Today we celebrate a feast that is not commonly on a Sunday; the feast day of Sts. Peter and Paul. This is one of several feasts that take precedence when they fall on a Sunday during the season of Ordinary Time. Others that we will celebrate this year will include The Triumph of the Cross, All Souls Day and the Dedication of the Lateran Basilica.
This year’s feast of Sts. Peter and Paul also marks the beginning of an important period for the Church. The Church has declared the next twelve months to be the Year of St. Paul. This Pauline Year has been declared in celebration of the anniversary of the birth of St. Paul.
Paul is a saint that many of us already know the story of. Originally a persecutor of Christians, St. Paul’s conversion was the beginning of a courageous and bold life-long mission of evangelisation. Those parishioners whose families come from Malta would know of the story of St. Paul being shipwrecked on the island. For many weeks of our three-year cycle of scripture readings, the second reading at Sunday Mass is drawn from the writings of St. Paul.
A second feast will also be celebrated on a Sunday during the Pauline Year. The Vatican Congregation for Divine Worship has allowed the Church to celebrate the feast of the Conversion of St. Paul next year on Sunday 25 January.

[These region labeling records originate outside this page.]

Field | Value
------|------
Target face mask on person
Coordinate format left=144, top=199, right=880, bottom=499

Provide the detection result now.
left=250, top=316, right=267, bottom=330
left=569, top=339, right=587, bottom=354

Normally the usual Third Sunday in Ordinary Time would take precedence. This change will help the Church to focus on the importance of St. Paul in this jubilee year.
The Conversion of St. Paul (25 January) and The Chair of St. Peter (22 February) are two feasts that celebrate the lives of each respective saint. Today’s feast, however, acknowledges their significant contribution to the building of the Church. Take time to follow this focus through the readings as they are proclaimed today.